At first, catching my strides on the balls of my feet and only letting my heels brush the ground was an awkward adjustment. I felt like I was bouncing and prancing instead of running. My shoes, of course, are designed for me to roll on the back of my heels, so that had another impact — I just and to work around the way my brain is trained to run, and the way my shoes wanted me to run. When I finally hit the right groove, though, I was right there, and I couldn’t return to my old stride if I wanted to.
I kept moving. I ran through the suburbs of Bruce and the low, orange houses that remind me of the American midwest. I ran along the sidewalk that runs in the middle of two apartment buildings and I passed the laundry of the tenants, all strung out on the railings of their porches. I ran through the little parks in the middle of the neighborhoods and up the hills and through the stop signs and roundabouts and onto a bike path. I ran when the path intersected the road, and on instinct this time, I looked right first and then left; Australia’s way of ingraining itself in my habits. I ran and I ran and I ran and my breathing was even and easy and I just kept running until the bike path was surrounded by bush.
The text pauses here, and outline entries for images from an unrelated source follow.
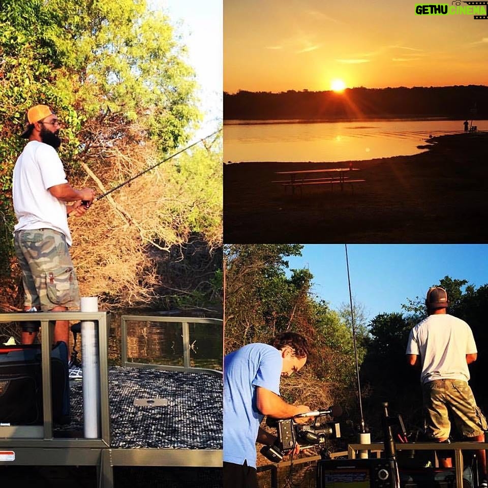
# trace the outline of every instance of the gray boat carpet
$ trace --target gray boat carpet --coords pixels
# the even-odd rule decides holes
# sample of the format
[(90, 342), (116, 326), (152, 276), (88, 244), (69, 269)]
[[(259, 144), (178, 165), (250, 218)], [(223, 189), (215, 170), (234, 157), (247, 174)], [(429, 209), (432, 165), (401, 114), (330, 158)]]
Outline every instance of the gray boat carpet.
[[(222, 448), (221, 377), (114, 366), (108, 379), (111, 447)], [(70, 383), (71, 422), (55, 425), (55, 436), (82, 433), (82, 380)], [(134, 405), (144, 398), (166, 399), (168, 405)]]

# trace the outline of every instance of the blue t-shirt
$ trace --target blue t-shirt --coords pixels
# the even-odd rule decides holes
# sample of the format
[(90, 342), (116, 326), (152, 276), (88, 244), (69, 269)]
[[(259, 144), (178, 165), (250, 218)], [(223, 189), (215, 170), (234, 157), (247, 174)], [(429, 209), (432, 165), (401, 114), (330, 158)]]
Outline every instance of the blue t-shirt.
[(224, 461), (256, 467), (256, 439), (264, 416), (256, 387), (280, 394), (281, 352), (267, 344), (248, 344), (224, 358)]

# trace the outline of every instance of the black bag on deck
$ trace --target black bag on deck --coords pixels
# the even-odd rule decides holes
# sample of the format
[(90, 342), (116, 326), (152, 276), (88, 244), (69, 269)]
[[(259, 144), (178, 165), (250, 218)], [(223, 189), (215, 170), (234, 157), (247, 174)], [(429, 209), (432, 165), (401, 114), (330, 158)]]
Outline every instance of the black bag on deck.
[[(0, 423), (43, 423), (41, 345), (0, 346)], [(58, 342), (51, 351), (53, 421), (70, 422), (68, 348)]]

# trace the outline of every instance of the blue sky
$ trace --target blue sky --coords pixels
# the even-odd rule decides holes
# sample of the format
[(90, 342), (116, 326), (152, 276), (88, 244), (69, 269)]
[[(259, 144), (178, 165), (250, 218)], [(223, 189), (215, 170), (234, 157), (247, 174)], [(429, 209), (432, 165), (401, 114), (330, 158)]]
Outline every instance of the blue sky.
[(204, 137), (219, 127), (222, 119), (222, 0), (148, 0), (148, 5), (166, 14), (182, 36), (188, 49), (186, 61), (195, 70), (200, 86), (200, 109), (205, 113), (195, 139)]
[[(369, 319), (402, 312), (407, 298), (423, 297), (448, 275), (477, 288), (488, 283), (488, 245), (373, 245), (347, 246), (353, 299)], [(288, 258), (290, 268), (308, 268), (313, 291), (337, 310), (349, 303), (344, 245), (306, 245), (301, 257)]]

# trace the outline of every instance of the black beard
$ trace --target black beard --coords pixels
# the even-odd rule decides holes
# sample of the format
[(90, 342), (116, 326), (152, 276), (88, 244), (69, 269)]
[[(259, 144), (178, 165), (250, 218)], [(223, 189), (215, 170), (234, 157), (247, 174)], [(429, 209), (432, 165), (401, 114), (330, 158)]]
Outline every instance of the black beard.
[(58, 132), (59, 131), (57, 131), (54, 133), (43, 127), (39, 132), (39, 135), (44, 144), (49, 144), (57, 149), (61, 145), (61, 139), (57, 135)]

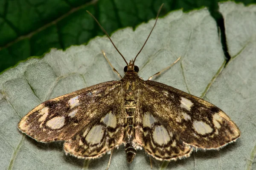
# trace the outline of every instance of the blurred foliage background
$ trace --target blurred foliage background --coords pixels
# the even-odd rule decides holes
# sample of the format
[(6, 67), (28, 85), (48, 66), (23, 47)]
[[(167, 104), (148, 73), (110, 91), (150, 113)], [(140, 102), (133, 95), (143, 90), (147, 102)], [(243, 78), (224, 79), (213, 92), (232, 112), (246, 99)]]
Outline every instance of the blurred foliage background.
[[(65, 49), (86, 44), (103, 35), (89, 11), (109, 34), (183, 8), (188, 11), (207, 7), (221, 31), (225, 55), (223, 20), (217, 0), (0, 0), (0, 72), (30, 57), (42, 57), (51, 48)], [(256, 0), (237, 0), (245, 5)]]

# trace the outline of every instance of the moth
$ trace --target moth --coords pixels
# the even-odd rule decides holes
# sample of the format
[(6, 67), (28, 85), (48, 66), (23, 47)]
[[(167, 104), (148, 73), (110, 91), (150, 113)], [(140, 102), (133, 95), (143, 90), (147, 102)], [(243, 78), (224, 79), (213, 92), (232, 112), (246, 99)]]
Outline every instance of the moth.
[(162, 6), (142, 48), (129, 63), (88, 12), (126, 62), (124, 77), (111, 64), (120, 80), (44, 102), (21, 119), (19, 129), (38, 142), (64, 141), (66, 153), (81, 159), (99, 158), (124, 144), (128, 162), (143, 148), (153, 158), (169, 161), (187, 157), (194, 150), (218, 150), (235, 141), (240, 130), (220, 108), (151, 80), (162, 71), (146, 81), (138, 76), (134, 63)]

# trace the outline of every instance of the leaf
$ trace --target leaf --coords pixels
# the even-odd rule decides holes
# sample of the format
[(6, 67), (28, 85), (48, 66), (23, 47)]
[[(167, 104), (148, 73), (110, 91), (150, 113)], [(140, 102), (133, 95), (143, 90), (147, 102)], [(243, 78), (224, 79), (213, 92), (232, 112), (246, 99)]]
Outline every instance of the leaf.
[[(244, 23), (243, 28), (247, 31), (244, 32), (248, 34), (243, 37), (245, 40), (255, 37), (253, 31), (249, 31), (255, 28), (251, 22), (255, 20), (252, 20), (255, 17), (255, 6), (244, 7), (233, 3), (220, 6), (225, 24), (233, 20), (226, 27), (239, 25), (238, 18), (252, 17)], [(232, 17), (236, 14), (234, 11), (240, 14)], [(128, 28), (112, 35), (113, 41), (128, 60), (134, 58), (139, 51), (154, 22), (141, 24), (135, 31)], [(241, 40), (240, 37), (233, 39), (234, 35), (229, 37), (229, 34), (244, 32), (237, 31), (235, 26), (233, 28), (226, 33), (230, 50)], [(256, 131), (256, 120), (253, 113), (256, 108), (256, 79), (253, 74), (256, 69), (253, 57), (255, 39), (242, 41), (246, 42), (243, 45), (239, 44), (242, 44), (240, 49), (230, 52), (233, 54), (232, 60), (224, 68), (225, 61), (218, 29), (206, 8), (187, 13), (181, 10), (172, 12), (160, 18), (155, 29), (136, 60), (136, 65), (140, 67), (140, 75), (147, 79), (181, 57), (180, 62), (154, 80), (204, 96), (223, 109), (237, 123), (242, 133), (236, 142), (219, 151), (198, 151), (188, 159), (171, 162), (167, 168), (253, 169), (255, 165), (250, 161), (253, 161), (255, 156), (256, 139), (253, 133)], [(77, 159), (65, 155), (62, 143), (37, 142), (22, 134), (17, 128), (20, 119), (41, 102), (96, 83), (119, 79), (101, 50), (123, 74), (125, 62), (104, 37), (92, 40), (86, 46), (71, 46), (65, 51), (52, 49), (44, 57), (21, 62), (0, 75), (0, 148), (3, 153), (0, 156), (0, 169), (106, 168), (109, 155), (90, 162)], [(167, 166), (161, 164), (154, 161), (154, 169)], [(149, 169), (150, 166), (149, 158), (143, 150), (138, 152), (131, 164), (127, 164), (122, 147), (115, 150), (110, 168)]]
[(103, 35), (87, 10), (95, 15), (109, 34), (121, 28), (134, 28), (155, 17), (163, 3), (162, 14), (180, 8), (186, 11), (203, 6), (208, 7), (212, 13), (218, 10), (216, 0), (91, 1), (0, 2), (3, 7), (2, 11), (0, 9), (0, 72), (29, 57), (41, 57), (51, 48), (65, 49)]

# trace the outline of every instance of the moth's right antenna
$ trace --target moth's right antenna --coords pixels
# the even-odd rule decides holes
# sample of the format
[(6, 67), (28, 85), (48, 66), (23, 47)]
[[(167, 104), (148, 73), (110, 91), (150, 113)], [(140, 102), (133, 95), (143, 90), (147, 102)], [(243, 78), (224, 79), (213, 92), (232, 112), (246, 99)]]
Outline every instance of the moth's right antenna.
[(115, 45), (114, 44), (114, 43), (112, 41), (112, 40), (111, 39), (111, 38), (110, 38), (110, 37), (109, 37), (109, 35), (108, 35), (108, 34), (107, 33), (107, 31), (104, 29), (104, 28), (103, 28), (103, 27), (102, 27), (102, 26), (101, 26), (101, 25), (99, 24), (99, 21), (98, 21), (98, 20), (97, 20), (97, 19), (96, 18), (95, 18), (95, 17), (94, 17), (94, 16), (93, 16), (92, 14), (91, 14), (89, 11), (88, 11), (87, 10), (86, 10), (86, 11), (93, 18), (93, 19), (94, 19), (94, 20), (95, 20), (95, 21), (96, 21), (96, 22), (98, 24), (98, 25), (99, 25), (99, 27), (102, 29), (102, 31), (103, 31), (103, 32), (104, 32), (104, 33), (106, 34), (106, 35), (107, 35), (107, 36), (108, 36), (108, 38), (109, 38), (109, 40), (110, 40), (110, 41), (111, 41), (111, 42), (112, 43), (112, 44), (113, 45), (114, 45), (114, 47), (115, 47), (115, 48), (116, 48), (116, 51), (117, 51), (117, 52), (118, 52), (118, 53), (119, 53), (119, 54), (120, 55), (121, 55), (121, 56), (122, 57), (123, 59), (124, 59), (124, 60), (125, 60), (125, 61), (126, 63), (126, 64), (127, 65), (128, 65), (128, 62), (127, 62), (125, 60), (125, 57), (124, 57), (124, 56), (123, 56), (123, 55), (122, 54), (121, 54), (121, 53), (120, 52), (120, 51), (119, 51), (119, 50), (118, 50), (118, 49), (117, 49), (117, 48), (116, 48), (116, 45)]
[(147, 38), (147, 40), (146, 40), (146, 41), (145, 41), (145, 42), (144, 42), (144, 44), (143, 45), (143, 46), (141, 48), (141, 49), (140, 49), (140, 51), (139, 51), (139, 52), (136, 55), (136, 57), (135, 57), (135, 58), (134, 58), (134, 62), (133, 62), (134, 65), (134, 63), (135, 62), (135, 60), (136, 60), (136, 58), (137, 58), (137, 57), (138, 57), (138, 56), (139, 55), (140, 53), (140, 52), (141, 52), (141, 51), (143, 49), (143, 48), (145, 45), (145, 44), (146, 44), (147, 41), (148, 41), (148, 38), (149, 38), (149, 36), (150, 36), (150, 34), (151, 34), (151, 33), (153, 31), (153, 30), (154, 29), (154, 26), (156, 26), (156, 24), (157, 24), (157, 19), (158, 19), (158, 15), (159, 15), (159, 14), (160, 14), (160, 11), (161, 11), (162, 7), (163, 7), (163, 3), (162, 4), (162, 5), (160, 7), (160, 8), (159, 8), (159, 9), (158, 9), (158, 12), (157, 12), (157, 18), (156, 18), (156, 22), (155, 22), (155, 23), (154, 25), (154, 26), (153, 26), (153, 28), (152, 28), (152, 29), (151, 30), (151, 31), (150, 31), (150, 33), (149, 33), (148, 36), (148, 38)]

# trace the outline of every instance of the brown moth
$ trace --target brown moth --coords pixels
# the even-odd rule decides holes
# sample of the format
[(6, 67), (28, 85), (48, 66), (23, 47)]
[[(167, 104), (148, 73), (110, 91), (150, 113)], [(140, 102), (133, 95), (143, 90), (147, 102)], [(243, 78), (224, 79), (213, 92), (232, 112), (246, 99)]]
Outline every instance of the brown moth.
[(81, 159), (99, 157), (123, 144), (128, 162), (138, 149), (144, 148), (156, 159), (171, 161), (187, 157), (193, 150), (218, 150), (235, 141), (240, 130), (220, 109), (150, 80), (161, 71), (146, 81), (138, 76), (134, 62), (162, 6), (143, 46), (129, 63), (93, 16), (126, 63), (124, 77), (111, 65), (121, 80), (44, 102), (21, 119), (19, 129), (38, 142), (64, 141), (66, 153)]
I turned a corner in the path and and right in front of me in a field of gum trees and shrubby grass stood ten kangaroos, ears twitching. Chewing. The kangaroo stance. I’ve become pretty familiar with seeing kangaroos at dawn and dusk, but to see them in the middle of the afternoon is rare. It was special enough to stop me. I walked into the group and they all looked warily at me, the same way deer stand still and observe and buzz and wait. They were stoney and twitching and I stood there, in the middle of the group, watching them. No camera, no phone, no people, no way to brand this moment and reduce it to a snapshot. It was mine, perfectly and completely mine, there in the middle of the field, alone with the kangaroos. For one of the first times in Australia, I let the moment just happen. I had no way of recording it for some sort of album or book or blog and I was fully present. I let my breathing slow.
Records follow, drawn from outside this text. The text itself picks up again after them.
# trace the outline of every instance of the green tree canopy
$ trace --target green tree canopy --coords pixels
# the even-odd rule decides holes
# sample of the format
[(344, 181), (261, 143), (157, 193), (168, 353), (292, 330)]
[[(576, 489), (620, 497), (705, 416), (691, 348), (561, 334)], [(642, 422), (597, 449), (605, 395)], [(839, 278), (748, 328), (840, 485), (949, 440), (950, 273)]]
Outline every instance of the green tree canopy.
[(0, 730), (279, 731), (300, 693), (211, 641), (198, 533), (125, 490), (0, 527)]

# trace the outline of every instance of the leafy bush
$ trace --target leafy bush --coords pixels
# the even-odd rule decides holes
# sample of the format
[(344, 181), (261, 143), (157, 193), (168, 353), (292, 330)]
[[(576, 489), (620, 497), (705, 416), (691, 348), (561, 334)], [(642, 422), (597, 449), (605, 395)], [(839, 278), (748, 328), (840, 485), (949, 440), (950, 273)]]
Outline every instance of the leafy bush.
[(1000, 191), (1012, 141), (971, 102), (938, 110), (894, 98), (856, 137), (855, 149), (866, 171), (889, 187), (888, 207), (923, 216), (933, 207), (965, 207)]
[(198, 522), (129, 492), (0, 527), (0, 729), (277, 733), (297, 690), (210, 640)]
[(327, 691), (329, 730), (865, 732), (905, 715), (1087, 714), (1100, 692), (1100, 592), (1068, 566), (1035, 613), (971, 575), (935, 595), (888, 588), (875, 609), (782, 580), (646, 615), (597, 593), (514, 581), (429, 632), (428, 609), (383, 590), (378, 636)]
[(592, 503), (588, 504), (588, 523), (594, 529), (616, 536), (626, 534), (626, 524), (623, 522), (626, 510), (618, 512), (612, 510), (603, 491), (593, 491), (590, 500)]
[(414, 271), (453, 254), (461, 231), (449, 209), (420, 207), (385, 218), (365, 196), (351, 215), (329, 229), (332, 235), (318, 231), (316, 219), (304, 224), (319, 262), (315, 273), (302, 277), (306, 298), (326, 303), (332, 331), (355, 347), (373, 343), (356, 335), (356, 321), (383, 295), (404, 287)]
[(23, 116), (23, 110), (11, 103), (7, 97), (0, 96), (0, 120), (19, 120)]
I stepped on the wrong twig and the entire mob bounced away.
And then, well, I kept running. I ran back down to the path and I ran and I ran and I ran.
When I was finally spent, I tried to stand still under the bright open blue of the sky but the wind was so strong it pushed me forward, nudged me into a stumbling walk. I started laughing. I started laughing the way I’ve sometimes started crying — choked and heaving and inexplicable and loud; my lungs acted without me knowing why and I just laughed. I was so overwhelmed with happiness. I couldn’t shut down and stop laughing until my body had spent its endorphin crack, I just had to ride the moment the same way you wait for sobs to stop rolling through your body. I had to let the overflow of happiness spill.
I’ve never completed a run that distance without feeling complete defeated by the time I’m finished. I’ve never stopped running after half an hour without wanting to collapse on the pavement. I’ve never felt like I was capable of moving for that amount of time and then doubling it, tripling it. But today I felt capable. I felt like I could have moved until the sun went down. The summer sky opened wide and blue and the wind pushed me forward and I kept moving, moving, moving.
It may be something personal and something I cannot describe, but this afternoon in Canberra when I went for a run will be one of the moments I remember in saturated color. The kangaroos on the hill and the laughter and the wind. These moments are Australia to me. This is my experience. The days I finally stop underestimating myself.